A local firm, WRT Construction, is the contractor.

The nonprofit landed a Davis Family Foundation grant to pay for windows in the new building, as long as the locals raise funds above a certain threshold.

“We’re very close,” W.G. said.

In-kind contributions have been a big source of the effort.

When the roof was dismantled, W.G. was joined by a retired medical doctor, retired engineer, and a restaurant manager in pulling nails from the salvaged lumber.

“We saved 80 percent of the wood,” said Nancy.

A local handyman donated sinks and desks; others have loaned generators, staging and ladders; the golf club held a fundraiser; a woman hosted a benefit fashion show; a woman who makes and sells dog biscuits raised $200 through a special promotion; and Maine Maritime Academy students helped clear trees on the site.

“I can’t tell you the number of hours they’ve put into this,” Nancy said of her neighbors. “The community has been so open because they know we need it,” Nancy said.

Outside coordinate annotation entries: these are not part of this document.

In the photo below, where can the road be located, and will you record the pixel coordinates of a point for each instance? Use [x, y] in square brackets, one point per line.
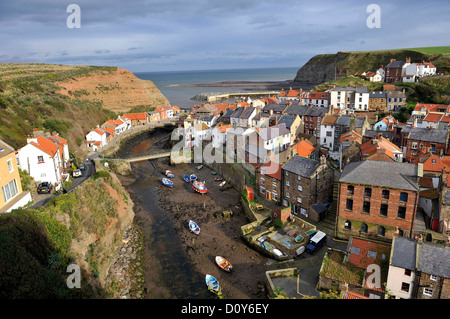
[42, 199]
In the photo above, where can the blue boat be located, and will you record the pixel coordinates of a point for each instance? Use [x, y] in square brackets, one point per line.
[194, 227]
[212, 284]
[167, 182]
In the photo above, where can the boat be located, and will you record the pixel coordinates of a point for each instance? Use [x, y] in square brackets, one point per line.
[224, 264]
[169, 174]
[212, 284]
[199, 187]
[167, 182]
[194, 227]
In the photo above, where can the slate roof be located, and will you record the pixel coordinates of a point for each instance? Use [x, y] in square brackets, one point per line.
[288, 120]
[317, 111]
[345, 121]
[301, 166]
[434, 260]
[428, 135]
[403, 253]
[384, 174]
[299, 110]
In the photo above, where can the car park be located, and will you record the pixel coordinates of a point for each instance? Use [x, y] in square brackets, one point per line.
[76, 173]
[44, 188]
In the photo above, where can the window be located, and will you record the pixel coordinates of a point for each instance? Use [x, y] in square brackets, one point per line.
[347, 225]
[366, 207]
[349, 204]
[403, 197]
[10, 167]
[428, 292]
[10, 190]
[383, 210]
[350, 190]
[405, 287]
[364, 228]
[401, 212]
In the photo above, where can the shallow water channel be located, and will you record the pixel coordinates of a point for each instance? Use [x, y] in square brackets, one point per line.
[168, 272]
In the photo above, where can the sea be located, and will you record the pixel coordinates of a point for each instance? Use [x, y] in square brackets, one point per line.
[170, 83]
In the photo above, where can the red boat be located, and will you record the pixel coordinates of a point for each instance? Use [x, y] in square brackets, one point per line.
[199, 187]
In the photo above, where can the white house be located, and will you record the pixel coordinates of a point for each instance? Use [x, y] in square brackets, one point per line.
[97, 135]
[42, 159]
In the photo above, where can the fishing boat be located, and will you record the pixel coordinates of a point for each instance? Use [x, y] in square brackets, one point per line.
[212, 284]
[169, 174]
[167, 182]
[224, 264]
[199, 187]
[194, 227]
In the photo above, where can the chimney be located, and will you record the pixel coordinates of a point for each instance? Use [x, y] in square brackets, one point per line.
[420, 170]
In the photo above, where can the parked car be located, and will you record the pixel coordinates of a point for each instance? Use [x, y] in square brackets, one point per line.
[44, 188]
[76, 173]
[316, 241]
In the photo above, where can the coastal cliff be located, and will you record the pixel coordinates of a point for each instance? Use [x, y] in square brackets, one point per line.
[328, 67]
[119, 90]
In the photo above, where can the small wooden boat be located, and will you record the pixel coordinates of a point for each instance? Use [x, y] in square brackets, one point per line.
[212, 284]
[224, 264]
[169, 174]
[199, 187]
[167, 182]
[194, 227]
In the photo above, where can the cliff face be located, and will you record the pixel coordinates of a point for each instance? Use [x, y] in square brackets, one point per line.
[119, 91]
[327, 67]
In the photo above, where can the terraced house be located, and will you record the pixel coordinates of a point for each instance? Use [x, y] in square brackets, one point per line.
[377, 199]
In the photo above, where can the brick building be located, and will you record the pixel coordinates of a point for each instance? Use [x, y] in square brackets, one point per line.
[377, 198]
[424, 140]
[306, 182]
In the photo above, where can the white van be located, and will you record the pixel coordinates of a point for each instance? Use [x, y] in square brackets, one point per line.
[316, 241]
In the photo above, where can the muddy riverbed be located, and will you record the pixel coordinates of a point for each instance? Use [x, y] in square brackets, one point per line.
[176, 260]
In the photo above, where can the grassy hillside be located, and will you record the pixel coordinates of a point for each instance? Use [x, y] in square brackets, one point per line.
[29, 99]
[327, 67]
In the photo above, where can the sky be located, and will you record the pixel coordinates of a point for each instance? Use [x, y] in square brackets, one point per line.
[172, 35]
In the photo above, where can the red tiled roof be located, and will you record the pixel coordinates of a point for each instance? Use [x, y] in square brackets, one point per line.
[269, 166]
[45, 145]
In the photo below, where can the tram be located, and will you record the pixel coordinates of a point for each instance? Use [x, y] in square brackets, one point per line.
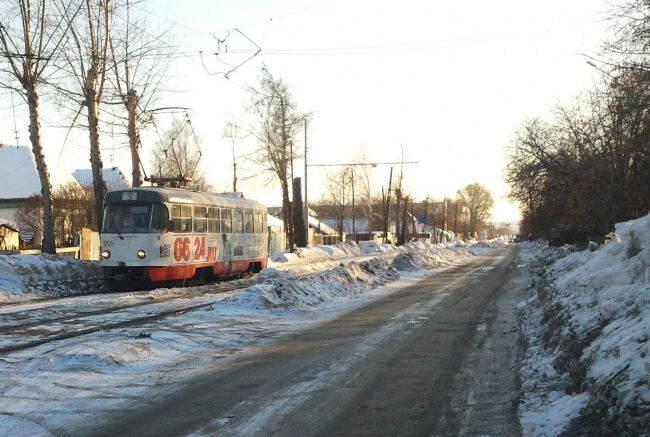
[164, 234]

Castine is a town steeped in history in part because it was fought over by the French, Dutch, British, and American forces. The water tank has its own story to tell. Built in 1895-96, it sits just off the main road entering the peninsula town. It once stored 375,000 gallons of water that was then gravity fed to the village. Unlike more modern steel tanks, most of the tank was underground, held in place by thick rock and mortar walls and covered by a wooden-frame roof. A windmill once pumped the water from the 60-foot-deep well.